So yesterday my computer decided it was time to move on to windows 11 and broke something while doing it. Tested multiple projects that I know to be working and have previously built without issues (both my own projects and example ones). Now every debugging attempt and build throws an error that I have no clue how to fix. So any help would be appreciated.
Debug error: “Exception thrown at 0x00007FFD95E72C90 (msvcp140d.dll) in MyPlugin.exe: 0xC0000005: Access violation reading location 0x0000000000000000.”
Build error: "MSB3073:
The command "copy /Y “…\juce-7.0.5-windows\Projects\MyPlugin\Builds\VisualStudio2022\x64\Debug\VST3\MyPlugin.dll”
“…\juce-7.0.5-windows\Projects\MyPlugin\Builds\VisualStudio2022\x64\Debug\VST3\MyPlugin.vst3\Contents\x86_64-win\MyPlugin.vst3”
I’ve verified that those files still exist in those locations.
That’s a null-pointer dereference. Something in your project is trying to read from the memory address 0, which is not allowed.
The debugger should show which variable is 0 at the point of the crash, and you should be able to work back from there to fix the problem, e.g. by adding in a nullptr check before attempting to dereference the variable.

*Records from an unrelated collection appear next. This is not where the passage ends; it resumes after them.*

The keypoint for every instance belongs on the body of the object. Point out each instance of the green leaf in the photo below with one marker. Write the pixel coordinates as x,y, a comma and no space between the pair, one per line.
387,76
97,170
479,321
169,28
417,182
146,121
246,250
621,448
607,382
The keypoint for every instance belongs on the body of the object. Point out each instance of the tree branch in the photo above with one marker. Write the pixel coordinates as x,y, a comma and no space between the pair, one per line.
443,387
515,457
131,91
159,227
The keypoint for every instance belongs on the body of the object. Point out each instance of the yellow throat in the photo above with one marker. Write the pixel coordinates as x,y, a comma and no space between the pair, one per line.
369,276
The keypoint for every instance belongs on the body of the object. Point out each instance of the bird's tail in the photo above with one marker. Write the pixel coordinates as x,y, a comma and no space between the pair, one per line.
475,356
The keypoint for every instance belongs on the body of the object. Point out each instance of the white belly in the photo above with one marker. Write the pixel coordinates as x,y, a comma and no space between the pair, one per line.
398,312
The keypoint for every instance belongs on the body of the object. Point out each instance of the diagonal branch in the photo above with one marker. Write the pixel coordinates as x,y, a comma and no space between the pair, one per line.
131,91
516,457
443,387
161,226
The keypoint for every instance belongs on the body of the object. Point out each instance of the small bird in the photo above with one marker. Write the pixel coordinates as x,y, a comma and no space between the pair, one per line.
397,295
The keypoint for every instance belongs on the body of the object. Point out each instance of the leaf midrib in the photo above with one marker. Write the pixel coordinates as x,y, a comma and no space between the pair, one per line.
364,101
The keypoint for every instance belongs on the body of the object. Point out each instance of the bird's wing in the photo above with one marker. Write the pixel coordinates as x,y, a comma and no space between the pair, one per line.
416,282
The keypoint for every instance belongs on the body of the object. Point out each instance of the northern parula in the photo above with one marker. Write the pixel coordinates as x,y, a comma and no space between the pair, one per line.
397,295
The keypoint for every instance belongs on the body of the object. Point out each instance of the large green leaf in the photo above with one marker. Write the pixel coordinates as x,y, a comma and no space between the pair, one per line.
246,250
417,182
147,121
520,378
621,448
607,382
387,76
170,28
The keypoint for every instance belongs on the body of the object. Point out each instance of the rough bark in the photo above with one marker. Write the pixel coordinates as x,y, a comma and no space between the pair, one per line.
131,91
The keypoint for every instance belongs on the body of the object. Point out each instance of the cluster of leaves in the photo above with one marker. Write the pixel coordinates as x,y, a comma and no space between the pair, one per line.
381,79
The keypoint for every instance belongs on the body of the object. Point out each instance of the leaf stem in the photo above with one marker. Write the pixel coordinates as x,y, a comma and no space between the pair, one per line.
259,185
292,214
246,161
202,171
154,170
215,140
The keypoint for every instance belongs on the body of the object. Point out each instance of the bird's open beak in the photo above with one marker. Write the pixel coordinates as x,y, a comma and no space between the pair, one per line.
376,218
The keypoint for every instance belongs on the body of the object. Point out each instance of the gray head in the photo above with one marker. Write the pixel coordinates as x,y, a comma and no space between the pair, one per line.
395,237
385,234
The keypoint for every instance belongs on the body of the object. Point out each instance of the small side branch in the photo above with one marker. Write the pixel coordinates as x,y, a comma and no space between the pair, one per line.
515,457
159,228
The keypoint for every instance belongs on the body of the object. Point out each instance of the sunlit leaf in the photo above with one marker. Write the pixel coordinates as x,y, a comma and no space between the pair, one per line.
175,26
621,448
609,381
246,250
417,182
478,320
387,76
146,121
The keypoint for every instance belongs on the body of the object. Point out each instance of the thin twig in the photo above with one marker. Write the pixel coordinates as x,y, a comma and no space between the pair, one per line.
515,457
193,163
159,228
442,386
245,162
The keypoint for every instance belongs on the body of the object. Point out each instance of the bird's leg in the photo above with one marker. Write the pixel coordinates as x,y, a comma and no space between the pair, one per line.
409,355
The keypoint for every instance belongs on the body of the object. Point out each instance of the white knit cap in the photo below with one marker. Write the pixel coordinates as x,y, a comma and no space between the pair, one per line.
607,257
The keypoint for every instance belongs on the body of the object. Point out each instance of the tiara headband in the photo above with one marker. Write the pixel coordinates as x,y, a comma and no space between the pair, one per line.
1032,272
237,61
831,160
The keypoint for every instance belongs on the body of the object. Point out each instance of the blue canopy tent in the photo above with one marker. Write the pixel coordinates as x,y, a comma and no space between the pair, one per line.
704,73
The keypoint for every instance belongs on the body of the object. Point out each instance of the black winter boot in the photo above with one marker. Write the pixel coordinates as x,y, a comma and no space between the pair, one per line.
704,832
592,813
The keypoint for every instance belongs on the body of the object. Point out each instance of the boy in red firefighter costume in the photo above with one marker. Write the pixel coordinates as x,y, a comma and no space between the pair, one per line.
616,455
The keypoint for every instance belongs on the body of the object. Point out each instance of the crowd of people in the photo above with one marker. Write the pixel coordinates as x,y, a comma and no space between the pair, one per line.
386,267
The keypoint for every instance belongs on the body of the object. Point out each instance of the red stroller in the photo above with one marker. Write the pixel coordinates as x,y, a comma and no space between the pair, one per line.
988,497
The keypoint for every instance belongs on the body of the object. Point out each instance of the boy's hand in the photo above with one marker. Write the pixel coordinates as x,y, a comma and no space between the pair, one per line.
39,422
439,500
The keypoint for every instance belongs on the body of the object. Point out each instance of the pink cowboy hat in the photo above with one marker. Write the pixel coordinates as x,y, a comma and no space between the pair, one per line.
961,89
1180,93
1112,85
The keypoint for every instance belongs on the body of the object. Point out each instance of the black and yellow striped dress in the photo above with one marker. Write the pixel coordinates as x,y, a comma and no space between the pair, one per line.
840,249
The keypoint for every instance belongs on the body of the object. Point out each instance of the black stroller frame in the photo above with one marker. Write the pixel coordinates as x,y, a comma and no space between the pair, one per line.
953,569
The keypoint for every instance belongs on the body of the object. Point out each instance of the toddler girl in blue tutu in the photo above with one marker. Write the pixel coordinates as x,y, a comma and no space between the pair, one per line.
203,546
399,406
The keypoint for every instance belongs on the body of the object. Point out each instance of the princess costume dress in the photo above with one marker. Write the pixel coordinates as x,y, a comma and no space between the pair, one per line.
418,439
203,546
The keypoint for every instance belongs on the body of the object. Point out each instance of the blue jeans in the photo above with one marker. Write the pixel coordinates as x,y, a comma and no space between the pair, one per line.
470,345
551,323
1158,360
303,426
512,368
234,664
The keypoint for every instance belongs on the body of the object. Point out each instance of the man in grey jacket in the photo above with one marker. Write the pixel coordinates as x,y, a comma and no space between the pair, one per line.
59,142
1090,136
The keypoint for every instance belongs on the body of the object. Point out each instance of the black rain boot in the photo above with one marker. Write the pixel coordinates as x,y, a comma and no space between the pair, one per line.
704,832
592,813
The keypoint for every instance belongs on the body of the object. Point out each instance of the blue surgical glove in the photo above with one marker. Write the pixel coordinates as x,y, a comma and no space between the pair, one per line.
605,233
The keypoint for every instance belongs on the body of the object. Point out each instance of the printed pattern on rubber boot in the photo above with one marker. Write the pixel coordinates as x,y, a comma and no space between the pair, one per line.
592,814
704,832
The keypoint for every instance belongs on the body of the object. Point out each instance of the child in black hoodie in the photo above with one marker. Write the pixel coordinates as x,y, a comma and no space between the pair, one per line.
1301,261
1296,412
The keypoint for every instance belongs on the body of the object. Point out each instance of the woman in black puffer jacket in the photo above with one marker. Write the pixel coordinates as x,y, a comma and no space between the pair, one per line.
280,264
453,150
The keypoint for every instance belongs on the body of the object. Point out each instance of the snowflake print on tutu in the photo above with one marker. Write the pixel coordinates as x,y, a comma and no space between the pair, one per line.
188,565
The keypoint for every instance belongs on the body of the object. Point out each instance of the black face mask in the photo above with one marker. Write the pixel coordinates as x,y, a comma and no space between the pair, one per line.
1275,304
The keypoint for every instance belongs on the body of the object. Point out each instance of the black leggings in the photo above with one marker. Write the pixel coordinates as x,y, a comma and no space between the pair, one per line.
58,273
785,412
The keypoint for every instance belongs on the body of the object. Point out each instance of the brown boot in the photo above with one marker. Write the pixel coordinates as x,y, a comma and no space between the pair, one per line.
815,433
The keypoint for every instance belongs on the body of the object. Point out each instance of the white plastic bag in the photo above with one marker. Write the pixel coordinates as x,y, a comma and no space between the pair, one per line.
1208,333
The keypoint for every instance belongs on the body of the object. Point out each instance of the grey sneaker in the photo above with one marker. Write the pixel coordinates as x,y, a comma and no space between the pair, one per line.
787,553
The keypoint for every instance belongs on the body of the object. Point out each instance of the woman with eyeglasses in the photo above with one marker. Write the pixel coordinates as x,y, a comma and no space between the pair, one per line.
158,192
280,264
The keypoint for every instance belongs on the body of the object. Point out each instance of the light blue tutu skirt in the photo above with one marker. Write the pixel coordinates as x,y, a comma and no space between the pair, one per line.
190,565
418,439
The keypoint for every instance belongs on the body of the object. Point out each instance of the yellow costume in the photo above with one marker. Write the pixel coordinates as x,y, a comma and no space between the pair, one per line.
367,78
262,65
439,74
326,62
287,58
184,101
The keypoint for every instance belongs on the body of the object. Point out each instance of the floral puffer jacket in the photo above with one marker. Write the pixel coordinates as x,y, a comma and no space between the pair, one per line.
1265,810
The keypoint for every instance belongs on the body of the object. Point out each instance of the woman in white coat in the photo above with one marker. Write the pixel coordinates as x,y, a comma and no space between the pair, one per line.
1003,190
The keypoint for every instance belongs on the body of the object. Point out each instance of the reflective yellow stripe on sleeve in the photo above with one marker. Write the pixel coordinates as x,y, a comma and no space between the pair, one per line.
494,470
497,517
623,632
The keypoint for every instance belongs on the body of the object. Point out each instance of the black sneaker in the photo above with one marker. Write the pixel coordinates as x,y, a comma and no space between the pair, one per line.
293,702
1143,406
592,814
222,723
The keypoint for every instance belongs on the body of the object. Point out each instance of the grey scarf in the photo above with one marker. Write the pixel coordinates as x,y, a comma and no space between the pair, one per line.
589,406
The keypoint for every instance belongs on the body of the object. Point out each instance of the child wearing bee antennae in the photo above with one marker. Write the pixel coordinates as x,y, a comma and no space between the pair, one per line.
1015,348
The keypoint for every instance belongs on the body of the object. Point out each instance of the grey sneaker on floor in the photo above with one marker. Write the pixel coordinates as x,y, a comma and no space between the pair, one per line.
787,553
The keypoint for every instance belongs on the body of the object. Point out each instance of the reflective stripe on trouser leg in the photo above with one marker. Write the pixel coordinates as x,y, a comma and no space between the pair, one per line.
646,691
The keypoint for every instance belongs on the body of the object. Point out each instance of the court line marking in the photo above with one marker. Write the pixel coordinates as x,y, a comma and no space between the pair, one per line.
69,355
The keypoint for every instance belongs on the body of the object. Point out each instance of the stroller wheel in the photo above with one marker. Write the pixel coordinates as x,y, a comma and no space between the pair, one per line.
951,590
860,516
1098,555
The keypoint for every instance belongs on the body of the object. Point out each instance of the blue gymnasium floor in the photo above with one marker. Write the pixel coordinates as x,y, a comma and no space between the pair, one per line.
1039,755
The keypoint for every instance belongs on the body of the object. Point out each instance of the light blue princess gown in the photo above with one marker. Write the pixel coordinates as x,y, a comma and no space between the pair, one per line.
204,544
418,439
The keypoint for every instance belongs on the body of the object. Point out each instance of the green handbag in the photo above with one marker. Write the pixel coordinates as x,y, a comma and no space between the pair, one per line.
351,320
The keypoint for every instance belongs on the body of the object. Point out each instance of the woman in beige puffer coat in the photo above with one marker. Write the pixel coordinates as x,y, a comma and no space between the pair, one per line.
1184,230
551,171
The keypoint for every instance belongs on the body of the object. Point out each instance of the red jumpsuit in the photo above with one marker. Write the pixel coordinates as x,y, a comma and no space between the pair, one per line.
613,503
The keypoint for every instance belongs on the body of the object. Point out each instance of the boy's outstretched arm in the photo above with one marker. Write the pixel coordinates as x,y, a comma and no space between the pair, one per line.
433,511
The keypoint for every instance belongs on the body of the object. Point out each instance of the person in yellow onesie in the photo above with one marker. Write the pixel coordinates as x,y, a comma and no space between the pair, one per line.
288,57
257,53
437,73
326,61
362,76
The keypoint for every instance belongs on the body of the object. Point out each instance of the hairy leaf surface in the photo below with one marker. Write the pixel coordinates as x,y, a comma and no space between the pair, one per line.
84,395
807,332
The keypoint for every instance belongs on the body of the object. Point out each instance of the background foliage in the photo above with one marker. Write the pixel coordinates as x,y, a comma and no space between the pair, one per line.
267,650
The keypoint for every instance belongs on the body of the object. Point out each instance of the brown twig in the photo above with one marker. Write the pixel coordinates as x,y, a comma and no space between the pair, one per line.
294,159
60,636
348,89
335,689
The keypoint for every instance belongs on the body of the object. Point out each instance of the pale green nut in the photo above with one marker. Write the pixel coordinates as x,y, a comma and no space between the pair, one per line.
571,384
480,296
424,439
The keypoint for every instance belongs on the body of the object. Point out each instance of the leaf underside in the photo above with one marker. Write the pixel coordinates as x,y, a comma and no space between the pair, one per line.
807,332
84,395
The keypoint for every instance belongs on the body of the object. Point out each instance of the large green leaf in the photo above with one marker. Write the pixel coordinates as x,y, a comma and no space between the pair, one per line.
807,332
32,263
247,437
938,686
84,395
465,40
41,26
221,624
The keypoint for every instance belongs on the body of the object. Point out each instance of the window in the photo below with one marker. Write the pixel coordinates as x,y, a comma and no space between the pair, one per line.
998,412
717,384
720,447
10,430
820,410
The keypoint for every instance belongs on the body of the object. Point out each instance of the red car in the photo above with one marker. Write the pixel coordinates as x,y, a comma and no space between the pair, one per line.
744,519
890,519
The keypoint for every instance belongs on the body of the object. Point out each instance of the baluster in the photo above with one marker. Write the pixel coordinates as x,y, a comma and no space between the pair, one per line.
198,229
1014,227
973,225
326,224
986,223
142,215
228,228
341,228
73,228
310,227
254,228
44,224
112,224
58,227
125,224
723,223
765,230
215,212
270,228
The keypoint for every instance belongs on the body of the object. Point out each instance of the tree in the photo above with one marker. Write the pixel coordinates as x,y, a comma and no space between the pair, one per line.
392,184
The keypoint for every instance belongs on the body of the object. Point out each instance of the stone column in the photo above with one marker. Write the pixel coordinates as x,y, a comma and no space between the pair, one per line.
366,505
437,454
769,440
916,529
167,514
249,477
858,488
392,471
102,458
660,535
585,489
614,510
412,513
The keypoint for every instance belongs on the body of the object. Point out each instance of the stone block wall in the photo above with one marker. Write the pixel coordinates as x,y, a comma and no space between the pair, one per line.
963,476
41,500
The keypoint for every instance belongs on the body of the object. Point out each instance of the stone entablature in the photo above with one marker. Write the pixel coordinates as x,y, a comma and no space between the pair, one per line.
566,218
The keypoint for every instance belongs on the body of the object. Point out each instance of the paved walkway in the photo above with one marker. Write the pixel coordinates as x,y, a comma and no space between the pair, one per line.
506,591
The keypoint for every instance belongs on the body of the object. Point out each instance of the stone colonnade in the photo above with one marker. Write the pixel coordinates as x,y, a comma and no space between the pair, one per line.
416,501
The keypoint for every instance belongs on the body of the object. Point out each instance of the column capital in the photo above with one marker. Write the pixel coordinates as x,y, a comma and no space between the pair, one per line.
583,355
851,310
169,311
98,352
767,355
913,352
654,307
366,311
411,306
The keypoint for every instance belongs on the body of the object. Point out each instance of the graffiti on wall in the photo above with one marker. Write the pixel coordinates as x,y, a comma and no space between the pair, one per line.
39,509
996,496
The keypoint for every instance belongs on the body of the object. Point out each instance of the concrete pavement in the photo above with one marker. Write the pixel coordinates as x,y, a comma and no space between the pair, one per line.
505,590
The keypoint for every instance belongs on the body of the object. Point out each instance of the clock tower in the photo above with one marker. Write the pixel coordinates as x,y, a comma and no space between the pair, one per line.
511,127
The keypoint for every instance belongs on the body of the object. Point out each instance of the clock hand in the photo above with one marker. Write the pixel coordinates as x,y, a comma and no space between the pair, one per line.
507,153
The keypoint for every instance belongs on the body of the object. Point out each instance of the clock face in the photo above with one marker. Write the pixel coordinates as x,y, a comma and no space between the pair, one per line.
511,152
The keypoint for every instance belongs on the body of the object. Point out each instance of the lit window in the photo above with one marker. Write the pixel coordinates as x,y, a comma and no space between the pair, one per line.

I don’t quite understand your copy command, are you sure the correct version is in the VST folder? Why is there a build error?
You may be testing an older, broken copy of your plug-in. Updating an OS sometimes means folders become protected.
I get the same errors even on a new juce project without anything added and on every example project that comes with juce. I think my best bet is to re-install everything juce releated and see if that helps.
Despite it complaining about a copy command I wonder if the thing failing in the script is actually the generation of the VST3 manifest file? This can happen if there is a bug in the plugin such that it is crashing on load (which the null-pointer dereference suggests). You should be able to copy your plugin manually into the right location, launch a DAW, attach to it, then try scanning/loading the plugin to see if the debugger can give you a hint.